Najgorsze odsłony najlepszych serii
Słynna, kultowa marka to as w rękawie każdego studia tworzącego gry komputerowe. Jednocześnie jednak także wielka odpowiedzialność, gdyż podpinając się pod legendę, łatwo rozminąć się z oczekiwaniami fanów. A efekty tego potrafią być spektakularnie złe.
Spis treści
- Najgorsze odsłony najlepszych serii
- Street Fighter 2010: The Final Fight
- Mortal Kombat Mythologies
- Warriors of Might and Magic
- Fallout: Brotherhood of Steel
- Soldier of Fortune: Payback
- Leisure Suit Larry: Box Office Bust
- Call of Juarez: The Cartel
- Medal of Honor: Warfighter
- Silent Hill: Book of Memories
- Call of Duty: Black Ops Declassified
- Final Fantasy All the Bravest
- Double Dragon II: Wander of the Dragons
- Dungeon Keeper
Fallout: Brotherhood of Steel
- Data premiery: 13 stycznia 2004
- Platformy: PlayStation 2, Xbox
- Metascore: 64 (PS2), 66 (Xbox)
Dzieje serii Fallout były mocno burzliwe. Zwłaszcza dziesięcioletni okres pomiędzy premierami drugiej i trzeciej odsłony cyklu nie był łaskawy dla miłośników postapokaliptycznych klimatów. Śledząc niepewne losy Interplaya i związany z tym burzliwy przebieg prac nad „trójką”, fani w międzyczasie otrzymali dwie odsłony poboczne. Gra Fallout Tactics: Brotherhood of Steel z 2001 roku postawiła na aspekt taktyczno-strategiczny walk i choć nie odniosła tak wielkiego sukcesu jak jej czysto RPG-owe poprzedniczki, zyskała spore grono fanów. Znacznie gorzej poradziło sobie opublikowane trzy lata później konsolowe Fallout: Brotherhood of Steel.

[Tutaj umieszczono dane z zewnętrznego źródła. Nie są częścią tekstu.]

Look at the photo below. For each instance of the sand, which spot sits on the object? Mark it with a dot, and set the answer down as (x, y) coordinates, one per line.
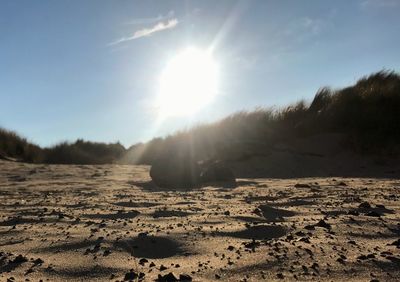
(110, 223)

Pozbawione członu „Tactics” Brotherhood of Steel miało być tym dla serii, czym obie części Dark Alliance były dla Baldur’s Gate – znacznie uproszczonym, ale wciąż oferującym fascynujący świat i dużą dawkę dobrej zabawy punktem wejścia w serię dla konsolowców. System walki przypominał ten znany chociażby z Diablo, zaś rozwój postaci ograniczono do minimum. Niestety, po raz kolejny okazało się, że do gier z gatunku hack & slash potrzeba wybitnego talentu i wyczucia, w przeciwnym wypadku powtarzalność zabije całą zabawę. Leżało też przedstawienie postnuklearnego świata, stworzonego stereotypowo, bez wyrazu i sztucznie siląc się na dorosłość, czyli wciskając gdzie się da przekleństwa. Choć BoS samo w sobie nie było jakoś wybitnie złe, jako część kultowego cyklu kompletnie się nie sprawdziło.